Menurut sumber tersebut, Q diduga merupakan pemilik tambang pasir di Desa Watukebo, serta tambang sirtu di Dusun Kemiren, Desa Singojuruh. Aktivitas tambang tersebut disebut-sebut dikelola oleh VF bersama YT.
Selain itu, sumber yang sama juga menyebut adanya dugaan keterkaitan dengan seorang oknum berinisial I yang diduga memiliki kepentingan di balik aktivitas tambang tersebut. Meski demikian, informasi tersebut masih berupa keterangan narasumber dan belum mendapat konfirmasi resmi dari pihak-pihak yang disebutkan.
Yang menjadi sorotan tajam adalah ironi di balik dugaan tersebut. Program Sekolah Rakyat yang digagas sebagai proyek andalan Presiden justru dipertanyakan karena diduga menjadi penadah material dari tambang ilegal.
Sejumlah pihak mempertanyakan mengapa proyek negara dengan anggaran ratusan miliar rupiah yang membawa nama program prioritas pemerintah justru diduga menggunakan material dari aktivitas yang tidak memiliki izin resmi. Jika dugaan tersebut benar, hal ini dinilai dapat mencederai semangat pembangunan yang seharusnya berjalan sesuai aturan hukum.

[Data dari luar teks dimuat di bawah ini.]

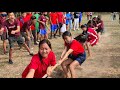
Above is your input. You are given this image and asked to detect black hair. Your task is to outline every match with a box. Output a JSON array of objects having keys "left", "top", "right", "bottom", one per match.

Sorotan terhadap proyek ini sebelumnya juga sempat muncul dari anggota DPR RI, Sony T. Danaparamita, yang menyoroti berbagai persoalan pembangunan di Banyuwangi dan dampaknya terhadap masyarakat.
Sejumlah kalangan mendesak pemerintah daerah, aparat penegak hukum, serta instansi terkait untuk segera melakukan investigasi terhadap asal-usul material yang digunakan dalam proyek Sekolah Rakyat tersebut.
Selain itu, pengawasan terhadap aktivitas truk material juga dinilai perlu diperketat untuk mencegah semakin parahnya kerusakan jalan serta potensi kecelakaan bagi masyarakat.
Hingga berita ini diturunkan, pihak pelaksana proyek maupun instansi terkait belum memberikan keterangan resmi terkait dugaan penggunaan material dari tambang ilegal maupun keluhan masyarakat mengenai polusi debu dan lumpur di jalan sekitar proyek.